Server stops working while trying to reach the storage drive
Server stops working while trying to reach the storage drive
Yesterday, my home server stopped abruptly after a reboot. Everything functioned normally for nearly an hour before it shut down again. Restarting via the power button didn’t help until I performed a full power cycle of the PSU. Today’s attempts: removed SSDs and hard drives, booted an Ubuntu live CD, and ran a CPU stress test. The test ended after two hours without any unusual events. After turning off everything, reconnecting the hard drives and returning to the live CD, I imported my ZFS pool. While starting a scrub and continuing the CPU test, the system crashed after ten minutes. I restarted, reimported the ZFS pool, and attempted to copy configuration files and Docker Compose from the ZFS array. Initially successful, but on a second try it failed again. This time, skipping the PSU power cycle and simply disconnecting/reconnecting the ATX power cable to the motherboard allowed me to boot back up. From this, it appears the motherboard may be the issue rather than the PSU. The problem could stem from the PSU or more likely from the motherboard itself. It’s possible a hard drive can cause a sudden system failure without other visible signs. Any guidance on further troubleshooting would be helpful!
Hardware details: CPU – AMD Ryzen 5 3600; Motherboard – Asus ROG STRIX X470-F GAMING; RAM – 2 x Corsair Vengeance LPX, 16 GB DDR4-3600; Storage – 2 x SSD 120GB MP300 (RAID1 with mdadm); GPU – MSI GT 710 2GB; PSU – Antec Earthwatts Gold Pro 550W.

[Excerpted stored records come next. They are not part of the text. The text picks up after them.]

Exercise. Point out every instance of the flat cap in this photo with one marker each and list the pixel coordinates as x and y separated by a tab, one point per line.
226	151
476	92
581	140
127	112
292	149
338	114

I understand you checked the CPU performance but didn’t test memory under stress. It seems you’re concerned about possible memory problems, especially since they happened during ZFS pool operations or when cleaning. Could you share which operating system you were using?
Typically I use Ubuntu Server 24.04, but my tests were done on a live CD of the same version. I'm currently using Memtest and anticipating a crash due to poor memory, not a simple power cut.